Performance issues on clustered environment

Performance issues on clustered environment

Red Nano -
回帖数:13

We have some performance issues on certain tasks. Overall browsing and navigation on the platform seems a-ok but you try and, for instance, perform a course backup or restore and you can see yourself waiting for 1+ minute for a 30Mb backup.

Since moodledata is stored on EFS, we thought having the temp folder on that FS was to blame but after testing on a frontend, setting the temp folder on the same machine's disk and seeing exactly the same times, we thought otherwise.

We tested the backup tasks running the script from console but when doing it from the Web UI, you can see the process bar filling up when usually (when the platform as not clustered) the process was seamless and instantaneous.
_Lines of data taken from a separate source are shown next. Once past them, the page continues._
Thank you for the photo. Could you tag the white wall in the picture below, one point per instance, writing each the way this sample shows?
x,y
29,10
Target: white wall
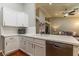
x,y
14,6
66,24
30,9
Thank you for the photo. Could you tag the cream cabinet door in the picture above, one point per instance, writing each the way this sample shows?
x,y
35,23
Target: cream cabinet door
x,y
9,17
30,48
39,50
22,19
11,44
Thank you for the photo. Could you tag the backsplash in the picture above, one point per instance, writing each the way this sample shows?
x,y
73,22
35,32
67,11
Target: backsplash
x,y
9,30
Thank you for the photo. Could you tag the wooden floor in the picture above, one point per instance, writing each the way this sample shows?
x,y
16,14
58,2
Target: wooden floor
x,y
18,53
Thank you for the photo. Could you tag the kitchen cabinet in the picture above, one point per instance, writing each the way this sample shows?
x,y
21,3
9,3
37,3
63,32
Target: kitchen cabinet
x,y
33,46
22,43
58,49
14,18
30,48
39,50
39,47
22,19
11,44
9,17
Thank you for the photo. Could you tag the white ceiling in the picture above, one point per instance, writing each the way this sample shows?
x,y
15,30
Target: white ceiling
x,y
57,9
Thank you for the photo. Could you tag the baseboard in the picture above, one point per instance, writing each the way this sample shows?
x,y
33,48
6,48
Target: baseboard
x,y
24,52
11,52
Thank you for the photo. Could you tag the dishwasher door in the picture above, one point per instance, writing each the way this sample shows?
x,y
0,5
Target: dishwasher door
x,y
58,49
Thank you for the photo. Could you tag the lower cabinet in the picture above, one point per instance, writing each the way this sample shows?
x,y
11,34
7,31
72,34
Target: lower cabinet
x,y
31,47
58,49
39,50
11,44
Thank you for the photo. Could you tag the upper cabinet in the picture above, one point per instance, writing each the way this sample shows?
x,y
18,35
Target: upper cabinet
x,y
22,19
9,17
14,18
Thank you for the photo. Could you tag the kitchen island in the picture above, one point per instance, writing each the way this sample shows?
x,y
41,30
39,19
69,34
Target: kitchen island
x,y
36,44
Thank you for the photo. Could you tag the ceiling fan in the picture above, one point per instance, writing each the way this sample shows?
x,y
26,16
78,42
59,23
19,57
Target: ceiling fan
x,y
70,12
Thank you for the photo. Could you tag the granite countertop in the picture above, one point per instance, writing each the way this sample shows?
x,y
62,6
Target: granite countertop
x,y
57,38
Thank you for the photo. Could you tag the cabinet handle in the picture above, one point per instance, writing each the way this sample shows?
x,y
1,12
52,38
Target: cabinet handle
x,y
24,42
6,43
32,45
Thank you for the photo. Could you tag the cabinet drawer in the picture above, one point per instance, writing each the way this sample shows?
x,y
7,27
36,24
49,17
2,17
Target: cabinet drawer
x,y
39,41
29,39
There's something weird going on when accessign files and it does not seem to have anything to do with EFS: Throughput stats, traffic volume and all metrics seem to be OK, no cap reached.

Another clue we see, not related to course backup/restorations are huge wait times when pluginfile.php is invoked. Those requests take from nanoseconds to 5-7 minutes sometimes! - I understand this is used for a wide variety of cases and that's why the time differences, but we have no clue on how to trace this.
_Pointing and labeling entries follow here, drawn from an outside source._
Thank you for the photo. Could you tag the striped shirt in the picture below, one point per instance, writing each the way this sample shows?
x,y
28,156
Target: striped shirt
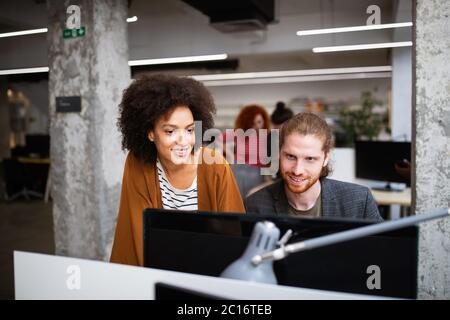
x,y
173,198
The other performance issue we see is when looking up users on the chat module (upper right bubble icon) - sometimes it would take ages to search the user and even end up in 503 errors. I guess this should have nothing to do with the file performance issues, or does it?
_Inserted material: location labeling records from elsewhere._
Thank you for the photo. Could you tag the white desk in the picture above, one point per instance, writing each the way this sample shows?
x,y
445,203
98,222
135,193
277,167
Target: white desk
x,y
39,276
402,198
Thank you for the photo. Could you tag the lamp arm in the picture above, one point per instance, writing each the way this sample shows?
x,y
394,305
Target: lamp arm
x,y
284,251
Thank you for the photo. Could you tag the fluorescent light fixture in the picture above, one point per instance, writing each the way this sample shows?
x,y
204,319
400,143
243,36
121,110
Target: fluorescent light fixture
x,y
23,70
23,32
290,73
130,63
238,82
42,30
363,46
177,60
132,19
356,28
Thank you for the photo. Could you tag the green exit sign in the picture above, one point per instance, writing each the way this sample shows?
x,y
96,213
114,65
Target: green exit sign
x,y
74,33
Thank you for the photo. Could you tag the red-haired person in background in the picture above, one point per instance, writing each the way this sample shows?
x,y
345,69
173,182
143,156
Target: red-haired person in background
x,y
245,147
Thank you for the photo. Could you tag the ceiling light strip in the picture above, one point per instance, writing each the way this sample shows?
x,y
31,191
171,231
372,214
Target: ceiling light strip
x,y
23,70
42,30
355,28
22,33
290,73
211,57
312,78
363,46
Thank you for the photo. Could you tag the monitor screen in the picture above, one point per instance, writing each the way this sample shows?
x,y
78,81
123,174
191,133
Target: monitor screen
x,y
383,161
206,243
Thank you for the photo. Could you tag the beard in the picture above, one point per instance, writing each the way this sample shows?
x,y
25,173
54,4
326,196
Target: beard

Any help to troubleshoot or ideas to try are welcome.

回复Red Nano

Re: Performance issues on clustered environment

Howard Miller -
Core developers的头像 Documentation writers的头像 Particularly helpful Moodlers的头像 Peer reviewers的头像 Plugin developers的头像
"perform a course backup or restore and you can see yourself waiting for 1+ minute for a 30Mb backup"

That's about what I would expect. Backup and restore are not quick.
回复Howard Miller

Re: Performance issues on clustered environment

Red Nano -
FOr some reason, on a standalone setup, this process was waaaay faster tho.,
回复Red Nano

Re: Performance issues on clustered environment

Howard Miller -
Core developers的头像 Documentation writers的头像 Particularly helpful Moodlers的头像 Peer reviewers的头像 Plugin developers的头像
The first thing I ask about is Caching. If you are caching to NFS (which would be the default) then everything is going to be slow. If in doubt, get yourself Redis. Move the sessions and the caches to redis and the locking to the database.
回复Howard Miller

Re: Performance issues on clustered environment

Red Nano -
Thanks for the reply!
Caching is being done to NFS (Well, amazon's EFS but still, the same)
Local cahes are being performed on each frontend on ramdisks
What is still not clear to me is how to do the locking (I guess you mean file locking) to the database: Can you point me to the procedure to configure this?
Regards!
回复Howard Miller

Re: Performance issues on clustered environment

Red Nano -
Ok, so I set both App and session modes to redis.
Made sure locking is set to database but I still have the same issues.
I hope I did it right: On the cache configuration page, I set both Application and Session storage mappings to a redis storage that I previously defined and thats all, right?
回复Red Nano

Re: Performance issues on clustered environment

Visvanath Ratnaweera -
Particularly helpful Moodlers的头像 Translators的头像
A random guess: Do have have https://moodle.org/plugins/tool_asynccourseimport in operation?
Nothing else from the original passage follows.